8. The method for controlling flow of storage system according to claim 7, wherein the means for controlling flow of each object in the flow control object list is to control flow according to a set weight mode or an equalization mode;

the weight mode is as follows: setting performance priorities of all objects in the flow control object list, wherein different priorities represent different degrees of flow control, and performing flow control on all objects according to the set priorities;

the equalization mode is as follows: the total required flow control amount is evenly distributed to each object in the flow control object list.
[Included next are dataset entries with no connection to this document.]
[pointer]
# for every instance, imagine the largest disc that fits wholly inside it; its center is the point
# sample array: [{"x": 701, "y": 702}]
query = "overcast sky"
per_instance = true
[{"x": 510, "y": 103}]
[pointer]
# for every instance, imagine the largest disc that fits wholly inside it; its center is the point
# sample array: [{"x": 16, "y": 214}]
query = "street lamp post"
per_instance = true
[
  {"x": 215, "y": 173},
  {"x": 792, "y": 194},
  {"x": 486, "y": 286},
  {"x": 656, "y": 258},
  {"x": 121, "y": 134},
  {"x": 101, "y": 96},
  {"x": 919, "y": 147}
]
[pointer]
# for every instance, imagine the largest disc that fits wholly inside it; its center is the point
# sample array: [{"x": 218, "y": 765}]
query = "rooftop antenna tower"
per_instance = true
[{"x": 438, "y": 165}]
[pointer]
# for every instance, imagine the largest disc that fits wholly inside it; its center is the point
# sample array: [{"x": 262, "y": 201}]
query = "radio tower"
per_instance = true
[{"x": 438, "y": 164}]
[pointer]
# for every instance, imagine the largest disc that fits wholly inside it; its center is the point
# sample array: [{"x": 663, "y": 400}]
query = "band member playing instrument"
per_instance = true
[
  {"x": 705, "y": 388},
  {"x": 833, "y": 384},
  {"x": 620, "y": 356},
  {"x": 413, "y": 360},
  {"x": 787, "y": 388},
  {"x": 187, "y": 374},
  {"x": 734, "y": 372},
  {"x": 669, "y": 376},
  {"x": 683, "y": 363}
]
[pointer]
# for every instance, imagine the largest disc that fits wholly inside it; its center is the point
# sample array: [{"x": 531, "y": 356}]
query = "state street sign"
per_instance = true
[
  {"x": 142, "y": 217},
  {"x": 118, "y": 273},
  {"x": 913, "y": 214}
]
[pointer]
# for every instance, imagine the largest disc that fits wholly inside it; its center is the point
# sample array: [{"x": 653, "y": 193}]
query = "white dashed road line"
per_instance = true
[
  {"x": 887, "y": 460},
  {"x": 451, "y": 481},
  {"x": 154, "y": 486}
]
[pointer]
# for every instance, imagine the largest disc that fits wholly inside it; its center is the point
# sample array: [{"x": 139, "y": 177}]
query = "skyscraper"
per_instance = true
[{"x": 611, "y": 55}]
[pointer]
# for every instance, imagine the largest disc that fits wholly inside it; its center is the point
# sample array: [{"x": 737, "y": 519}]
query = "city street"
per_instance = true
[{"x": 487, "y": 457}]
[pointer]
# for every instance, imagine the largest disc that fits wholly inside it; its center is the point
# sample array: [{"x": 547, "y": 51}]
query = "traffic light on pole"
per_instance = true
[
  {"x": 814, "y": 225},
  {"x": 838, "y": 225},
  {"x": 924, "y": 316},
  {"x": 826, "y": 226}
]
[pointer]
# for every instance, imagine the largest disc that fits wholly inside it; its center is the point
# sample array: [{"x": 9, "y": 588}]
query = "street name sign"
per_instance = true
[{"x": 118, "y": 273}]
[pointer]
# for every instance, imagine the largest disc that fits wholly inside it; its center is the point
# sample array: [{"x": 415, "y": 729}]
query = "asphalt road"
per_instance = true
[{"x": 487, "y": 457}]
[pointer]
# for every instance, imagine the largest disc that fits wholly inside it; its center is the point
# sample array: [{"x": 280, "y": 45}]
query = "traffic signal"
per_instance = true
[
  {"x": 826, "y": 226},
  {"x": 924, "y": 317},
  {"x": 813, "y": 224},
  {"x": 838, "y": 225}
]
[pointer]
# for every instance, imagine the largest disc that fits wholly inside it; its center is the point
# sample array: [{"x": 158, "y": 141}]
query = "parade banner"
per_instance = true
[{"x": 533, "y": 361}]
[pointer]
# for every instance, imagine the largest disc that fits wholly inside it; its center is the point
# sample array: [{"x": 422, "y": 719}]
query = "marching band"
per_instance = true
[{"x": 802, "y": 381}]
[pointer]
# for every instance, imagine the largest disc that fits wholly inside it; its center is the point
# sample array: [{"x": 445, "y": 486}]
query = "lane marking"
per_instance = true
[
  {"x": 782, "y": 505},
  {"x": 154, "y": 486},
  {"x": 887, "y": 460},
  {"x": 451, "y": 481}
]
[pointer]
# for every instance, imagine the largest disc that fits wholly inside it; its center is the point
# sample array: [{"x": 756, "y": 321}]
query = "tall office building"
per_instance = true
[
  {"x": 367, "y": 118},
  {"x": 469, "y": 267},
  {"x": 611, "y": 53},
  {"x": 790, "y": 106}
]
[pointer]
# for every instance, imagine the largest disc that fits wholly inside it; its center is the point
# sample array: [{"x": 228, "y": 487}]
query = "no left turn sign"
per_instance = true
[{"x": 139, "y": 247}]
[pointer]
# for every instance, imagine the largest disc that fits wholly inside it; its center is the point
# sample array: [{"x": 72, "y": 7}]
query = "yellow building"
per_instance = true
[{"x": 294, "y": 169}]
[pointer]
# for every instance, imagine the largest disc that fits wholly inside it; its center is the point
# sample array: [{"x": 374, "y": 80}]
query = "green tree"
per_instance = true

9. The storage system flow control system is characterized by comprising a front-end business key index monitoring module, a storage system bottom layer key resource monitoring module, a storage system flow control algorithm module and a front-end business flow control algorithm module;

the front-end business key index monitoring module is used for monitoring key index data of a current time period of a bottom layer of the storage system so as to determine a change trend of the current time period of the bottom layer load of the storage system and analyze whether the bottom layer load of the storage system is overloaded;

the storage system bottom layer key resource monitoring module is used for monitoring key index data of the front-end service current time period, and analyzing the change trend of the front-end service performance current time period and the future time period according to the monitored key index data of the front-end service current time period when the load of the storage system bottom layer is overloaded;

the storage system flow control algorithm module is used for analyzing the similarity between the key index data of the front-end service current time period and the key index data of the front-end service current time period when the change trend of the front-end service performance current time period is judged to be declining and exceeds a preset change trend threshold, and issuing a flow control starting instruction to the front-end service flow control algorithm module if the similarity exceeds a preset similarity threshold or the change trend of the front-end service performance future time period is declining;

the front-end service flow control algorithm module is used for performing flow control on the front-end service.